Could Earlier Lunch Make all the Difference to Your Weight?
Whether you just enjoy eating lunch later on in the day, or you simply don’t have the ability to stop before then, a study has suggested that this may give you more trouble when you want to lose weight. According to the research, which was published in the International Journal of Obesity, eating before 3pm means you could lose 25% more weight than those who eat after this time.
However, senior researcher Frank Scheer, an assistant professor of medicine at Harvard Medical School in Boston, noted that the study participants were from Spain, where lunch is the biggest meal of the day, and so it may not be a late lunch that thwarts your weight loss, but rather having your main meal later in the day. He pointed to popular wellness advice that you should eat breakfast like a king and dinner like a pauper, saying that ‘this is the first large-scale, long-term study to show that it is an important factor in weight-loss success for overweight and obese individuals.’
Overweight and obese Spanish adults took part in the five-month weight-loss programme, in which they were given no advice on what time to eat, but were encouraged to follow a traditional Mediterranean diet, which includes plenty of fish, olive oil, vegetables and whole grains, but goes light on red meat and butter. Both groups managed to lose weight with this diet, but in the end the group that usually ate lunch after 3 pm lost an average of 17 pound, compared with 22 pounds in the early-lunch group.

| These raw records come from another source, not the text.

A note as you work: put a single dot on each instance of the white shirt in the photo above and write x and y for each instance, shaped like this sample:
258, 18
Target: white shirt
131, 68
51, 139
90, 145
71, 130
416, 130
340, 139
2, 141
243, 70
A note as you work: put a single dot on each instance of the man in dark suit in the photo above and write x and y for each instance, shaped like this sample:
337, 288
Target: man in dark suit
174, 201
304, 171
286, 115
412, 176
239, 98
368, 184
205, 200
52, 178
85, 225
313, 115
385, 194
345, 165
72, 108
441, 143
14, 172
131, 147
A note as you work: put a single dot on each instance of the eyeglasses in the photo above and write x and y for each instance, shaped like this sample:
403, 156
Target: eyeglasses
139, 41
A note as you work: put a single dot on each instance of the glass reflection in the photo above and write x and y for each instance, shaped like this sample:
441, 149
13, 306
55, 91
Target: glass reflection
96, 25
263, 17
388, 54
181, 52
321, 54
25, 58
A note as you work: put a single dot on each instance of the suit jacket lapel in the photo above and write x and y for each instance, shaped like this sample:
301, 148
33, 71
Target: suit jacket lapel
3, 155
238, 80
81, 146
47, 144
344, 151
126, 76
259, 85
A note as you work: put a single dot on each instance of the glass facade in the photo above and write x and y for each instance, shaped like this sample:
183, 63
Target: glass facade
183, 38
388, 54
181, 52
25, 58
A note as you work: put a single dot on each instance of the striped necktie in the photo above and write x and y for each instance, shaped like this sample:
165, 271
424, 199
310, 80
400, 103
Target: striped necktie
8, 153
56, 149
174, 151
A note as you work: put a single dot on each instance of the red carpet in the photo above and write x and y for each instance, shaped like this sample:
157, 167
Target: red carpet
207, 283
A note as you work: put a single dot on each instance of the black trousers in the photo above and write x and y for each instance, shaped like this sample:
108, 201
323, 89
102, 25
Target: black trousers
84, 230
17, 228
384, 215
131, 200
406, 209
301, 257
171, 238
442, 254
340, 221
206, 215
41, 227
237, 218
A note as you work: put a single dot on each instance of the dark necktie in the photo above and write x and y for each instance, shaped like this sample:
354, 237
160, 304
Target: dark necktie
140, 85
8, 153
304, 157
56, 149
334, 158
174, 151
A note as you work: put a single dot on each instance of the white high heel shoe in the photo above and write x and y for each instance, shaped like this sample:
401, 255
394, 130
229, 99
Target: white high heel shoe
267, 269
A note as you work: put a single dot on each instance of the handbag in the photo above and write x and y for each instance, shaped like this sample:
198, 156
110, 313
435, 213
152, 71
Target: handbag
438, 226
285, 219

So why is lunching later in the day worse for your wellbeing? It’s possible that people who eat lunch late have gone too long without eating since breakfast, which negatively affects their metabolism. Connie Diekman, director of university nutrition at Washington University in St. Louis, who was not involved in the study, reported that some studies show eating smaller meals every three to four hours can be beneficial when trying to control your weight.
Of the 420 people in a weight-loss programme, the people in the group who ate later were more likely to eat a light breakfast or skip breakfast altogether. Compared to just 3% of early lunchers who did this, almost 7% of those who ate later skipped or had a light breakfast. Diekman explained that the findings show a ‘potential connection between going too long between meals and weight gain, but given the study design, more studies are needed to determine if there is a cause-and-effect connection.’